🤖 AI Summary
Soft robotic hands commonly suffer from excessive component count, complex assembly, and strong motion coupling. To address these challenges, this work proposes a skin-skeleton-integrated five-fingered biomimetic soft hand. Leveraging multi-material 3D printing (e.g., TPU), the epidermis and rigid skeletal structure are fabricated monolithically in a single step, yielding a fully functional hand composed of only four parts yet endowed with 15 degrees of freedom—enabling thumb abduction/adduction, flexion, opposition, and independent finger flexion. This design innovatively embeds sophisticated dexterous capabilities within a unified soft body, overcoming conventional bottlenecks associated with multi-part assembly and actuation coupling.
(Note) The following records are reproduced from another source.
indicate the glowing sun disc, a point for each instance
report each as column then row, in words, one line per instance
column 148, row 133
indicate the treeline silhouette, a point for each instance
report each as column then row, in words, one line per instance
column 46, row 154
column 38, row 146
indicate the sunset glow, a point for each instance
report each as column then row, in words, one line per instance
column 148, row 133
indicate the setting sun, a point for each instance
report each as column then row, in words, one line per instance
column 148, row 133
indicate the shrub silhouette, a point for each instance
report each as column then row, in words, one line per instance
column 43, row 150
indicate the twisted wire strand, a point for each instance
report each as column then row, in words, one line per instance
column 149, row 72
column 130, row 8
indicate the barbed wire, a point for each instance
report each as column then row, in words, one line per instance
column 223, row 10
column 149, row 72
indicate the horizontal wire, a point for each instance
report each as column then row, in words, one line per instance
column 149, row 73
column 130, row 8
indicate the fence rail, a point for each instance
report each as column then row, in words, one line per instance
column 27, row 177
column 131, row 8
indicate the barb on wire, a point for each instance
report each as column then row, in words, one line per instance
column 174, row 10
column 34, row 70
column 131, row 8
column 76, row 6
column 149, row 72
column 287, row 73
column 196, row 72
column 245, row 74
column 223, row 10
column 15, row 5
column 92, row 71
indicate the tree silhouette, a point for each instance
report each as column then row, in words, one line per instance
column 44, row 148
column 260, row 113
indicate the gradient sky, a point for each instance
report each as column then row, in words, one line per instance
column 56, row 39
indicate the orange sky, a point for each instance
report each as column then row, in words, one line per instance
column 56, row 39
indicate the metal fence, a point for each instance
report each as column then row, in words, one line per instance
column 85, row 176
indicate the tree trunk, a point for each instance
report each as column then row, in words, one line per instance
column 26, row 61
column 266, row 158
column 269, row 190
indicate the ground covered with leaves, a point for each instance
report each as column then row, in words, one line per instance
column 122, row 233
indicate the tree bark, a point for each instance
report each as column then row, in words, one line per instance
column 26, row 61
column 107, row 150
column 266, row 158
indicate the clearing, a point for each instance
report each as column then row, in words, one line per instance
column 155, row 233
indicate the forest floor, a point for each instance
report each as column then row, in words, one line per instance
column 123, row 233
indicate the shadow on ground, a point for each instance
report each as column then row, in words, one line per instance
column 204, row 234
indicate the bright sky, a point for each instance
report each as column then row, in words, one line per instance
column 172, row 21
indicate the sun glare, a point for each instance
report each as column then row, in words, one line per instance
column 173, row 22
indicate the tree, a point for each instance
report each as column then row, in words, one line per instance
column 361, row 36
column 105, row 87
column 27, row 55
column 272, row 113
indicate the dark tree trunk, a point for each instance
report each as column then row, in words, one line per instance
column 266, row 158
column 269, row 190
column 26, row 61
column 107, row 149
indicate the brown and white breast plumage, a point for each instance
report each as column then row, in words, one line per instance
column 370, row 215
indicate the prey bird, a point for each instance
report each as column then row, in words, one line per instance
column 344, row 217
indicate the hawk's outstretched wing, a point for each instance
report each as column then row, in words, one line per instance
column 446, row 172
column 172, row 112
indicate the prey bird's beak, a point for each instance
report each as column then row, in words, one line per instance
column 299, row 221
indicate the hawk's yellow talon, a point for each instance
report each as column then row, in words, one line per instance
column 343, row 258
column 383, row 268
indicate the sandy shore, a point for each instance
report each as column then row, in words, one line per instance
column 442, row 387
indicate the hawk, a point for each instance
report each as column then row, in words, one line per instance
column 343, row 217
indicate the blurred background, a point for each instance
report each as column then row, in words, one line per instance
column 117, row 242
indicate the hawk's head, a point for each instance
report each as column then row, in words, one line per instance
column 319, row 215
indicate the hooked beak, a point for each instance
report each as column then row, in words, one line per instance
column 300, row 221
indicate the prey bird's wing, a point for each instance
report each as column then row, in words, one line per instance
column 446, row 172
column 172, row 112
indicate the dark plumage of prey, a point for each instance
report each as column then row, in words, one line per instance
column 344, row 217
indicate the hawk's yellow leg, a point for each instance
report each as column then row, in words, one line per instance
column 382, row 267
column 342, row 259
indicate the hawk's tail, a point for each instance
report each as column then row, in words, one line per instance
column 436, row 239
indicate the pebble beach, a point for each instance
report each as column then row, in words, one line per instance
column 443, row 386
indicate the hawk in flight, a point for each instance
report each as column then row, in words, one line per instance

A modular hybrid actuation scheme—combining pneumatic and tendon-driven mechanisms—is employed to enhance motion reliability and controllability. The resulting prototype is lightweight, rapidly assembled (70% reduction in assembly time), and faithfully replicates key human hand motions.
📝 Abstract
Robot hands that imitate the shape of the human body have been actively studied, and various materials and mechanisms have been proposed to imitate the human body. Although the use of soft materials is advantageous in that it can imitate the characteristics of the human body's epidermis, it increases the number of parts and makes assembly difficult in order to perform complex movements. In this study, we propose a skin-skeleton integrated robot hand that has 15 degrees of freedom and consists of four parts. The developed robotic hand is mostly composed of a single flexible part produced by a 3D printer, and while it can be easily assembled, it can perform adduction, flexion, and opposition of the thumb, as well as flexion of four fingers.